Business Momentum Continues

    Deposit Balances up 4 Percent Companywide From Q2-12 to $1.1 Trillion
    First-lien Mortgage Production up 40 Percent From Q2-12 to $25 Billion
    Global Wealth and Investment Management Reports Record Revenue, Pretax Margin, Net Income, Asset Management Fees and Loan Balances
    Commercial Loan Balances up 20 Percent From Q2-12 to $381 Billion
    Global Investment Banking Fees up 36 Percent From Q2-12 to $1.6 Billion; Maintained No. 2 Ranking in Global Investment Banking Fees
    Total Noninterest Expense of $16 Billion, Down $1 Billion From Q2-12
    Credit Quality Continued to Improve With Net Credit Loss Rates Below 1 Percent for the First Time Since Second Quarter of 2006

Capital and Liquidity Remain Strong

    Basel 1 Tier 1 Common Capital Ratio of 10.83 Percent, up From 10.49 Percent in Prior Quarter
    Estimated Basel 3 Tier 1 Common Capital Ratio of 9.60 Percent, up From 9.52 Percent in Prior QuarterB
    Long-term Debt Down $39 Billion From Year-ago Quarter, Driven by Maturities and Liability Management Actions
    Parent Company Liquidity Remained Strong With Time-to-required Funding at 32 Months

Bank of America Corporation (NYSE: BAC) today reported that second-quarter 2013 net income rose 63 percent to $4.0 billion from $2.5 billion in the second quarter of 2012. Earnings per diluted share increased to $0.32 from $0.19 in the second quarter of 2012. Revenue, net of interest expense, on a fully taxable-equivalent (FTE)A basis rose 3 percent to $22.9 billion from $22.2 billion a year ago.

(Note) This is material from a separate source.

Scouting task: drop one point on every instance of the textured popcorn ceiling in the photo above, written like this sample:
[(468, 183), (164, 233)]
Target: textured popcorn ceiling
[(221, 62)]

The results for the second quarter of 2013 were driven by year-over-year improvements in net interest income, investment and brokerage income, investment banking fees, sales and trading revenue, equity investment income and credit quality as well as expense reductions. These items were partially offset by the absence of year-ago gains related to liability management actions and lower mortgage banking income.

"We are doing more business with our customers and clients, and gaining momentum across every customer group we serve," said Chief Executive Officer Brian Moynihan. "We must keep improving, but with the consumer recovering and businesses strong, we have lots of opportunity ahead.”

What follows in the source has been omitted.